男はいったい誰だったのか、何のための行動だったのか…。
「殺すとね。そんな言葉づかい先生は認めてないぞ? ウルゲインよ」
先生と名乗る男。この世界において、元の世界においても彼に先生と名乗る人物はそういない。まして、現在ザークに対して先生と名乗るのはヤツしかいない。
「てめぇはぜってーに殺してやる。オレの手で」
『きさまは絶対に殺してやる。僕の手で』
「絶対に殺すとね。
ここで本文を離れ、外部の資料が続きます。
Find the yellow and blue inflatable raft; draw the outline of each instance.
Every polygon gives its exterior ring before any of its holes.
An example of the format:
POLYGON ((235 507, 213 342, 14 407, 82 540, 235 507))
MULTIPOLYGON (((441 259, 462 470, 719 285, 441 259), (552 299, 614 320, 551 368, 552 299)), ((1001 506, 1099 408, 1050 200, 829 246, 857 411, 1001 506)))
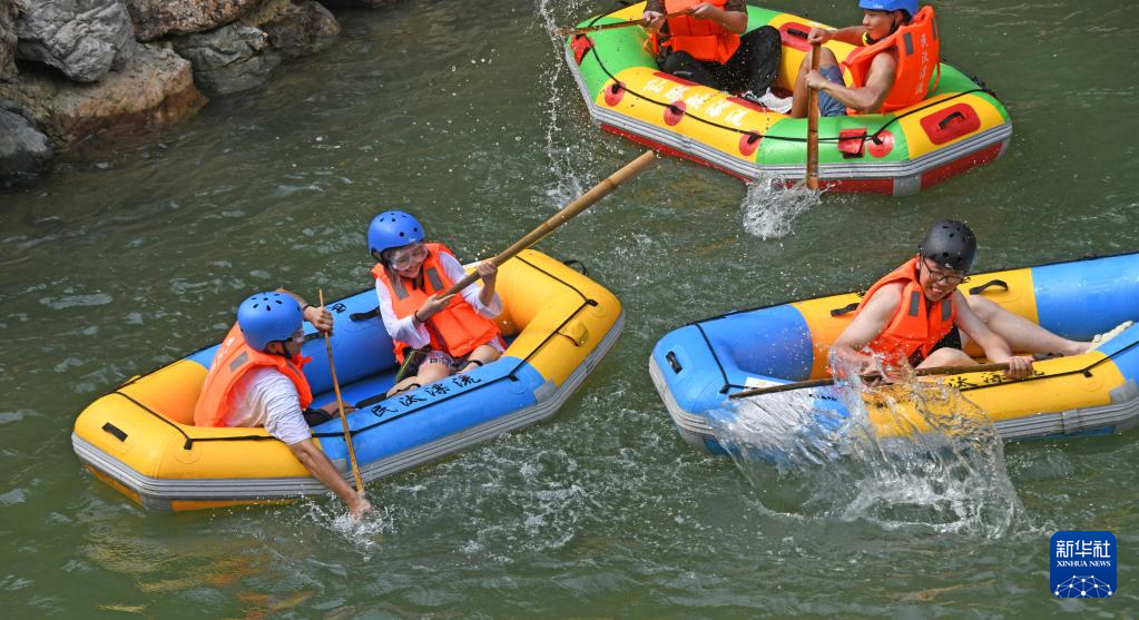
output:
MULTIPOLYGON (((639 2, 587 19, 579 27, 639 19, 639 2)), ((747 7, 747 30, 779 31, 782 58, 776 88, 789 92, 818 22, 747 7)), ((935 31, 936 32, 936 31, 935 31)), ((590 116, 605 131, 691 160, 744 181, 803 178, 806 119, 792 119, 731 92, 659 71, 639 26, 565 39, 570 71, 590 116)), ((843 60, 854 47, 828 41, 843 60)), ((819 119, 819 180, 836 191, 916 194, 994 161, 1008 148, 1013 122, 997 97, 950 65, 918 104, 888 114, 819 119)), ((931 81, 935 78, 932 78, 931 81)), ((847 76, 847 83, 849 76, 847 76)))
MULTIPOLYGON (((973 275, 960 291, 983 295, 1062 336, 1090 341, 1139 320, 1139 253, 973 275)), ((681 437, 702 451, 723 454, 714 432, 723 421, 714 417, 732 415, 726 406, 730 393, 829 377, 830 345, 850 324, 859 299, 847 293, 741 310, 666 334, 653 350, 649 372, 681 437)), ((959 390, 1006 440, 1106 434, 1139 423, 1139 325, 1092 351, 1038 361, 1034 368, 1034 376, 1019 381, 995 372, 939 381, 959 390)), ((866 415, 879 437, 928 429, 928 411, 918 411, 906 389, 887 385, 863 394, 866 415)), ((850 415, 836 390, 802 388, 755 399, 797 392, 814 403, 813 410, 825 411, 806 424, 831 432, 850 415)))
MULTIPOLYGON (((392 340, 367 289, 328 304, 344 401, 361 474, 376 480, 552 416, 613 348, 624 323, 617 299, 583 274, 525 251, 499 269, 498 318, 509 346, 493 364, 390 399, 392 340)), ((314 406, 335 400, 323 338, 310 336, 304 373, 314 406)), ((96 476, 139 504, 188 511, 323 493, 327 489, 263 429, 192 425, 218 345, 137 376, 80 414, 72 446, 96 476)), ((312 429, 343 474, 350 465, 339 418, 312 429)))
なるほど面白いよ。やってごらんよ。さぁ早く」
縛り上げられたナイトに対し、男は余裕の顔で挑発する。ナイトが身動きが取れないと思ったのか。相当に余裕そうだ。だが、ナイトは殺意をいっそうあらわにする。
「はぁやぁまぁぁぁぁぁあああああ!!!!!」
『フォォオオトォォォォォオオオオオ!!!!!』
やつの名前を恨み、殺意をのせてことごとく叫びあげた。そう、やつは麓山だ。
殺意を表した理由は、やつがフォートだったからという理由もある。だが、それ以外の理由の方が大きい。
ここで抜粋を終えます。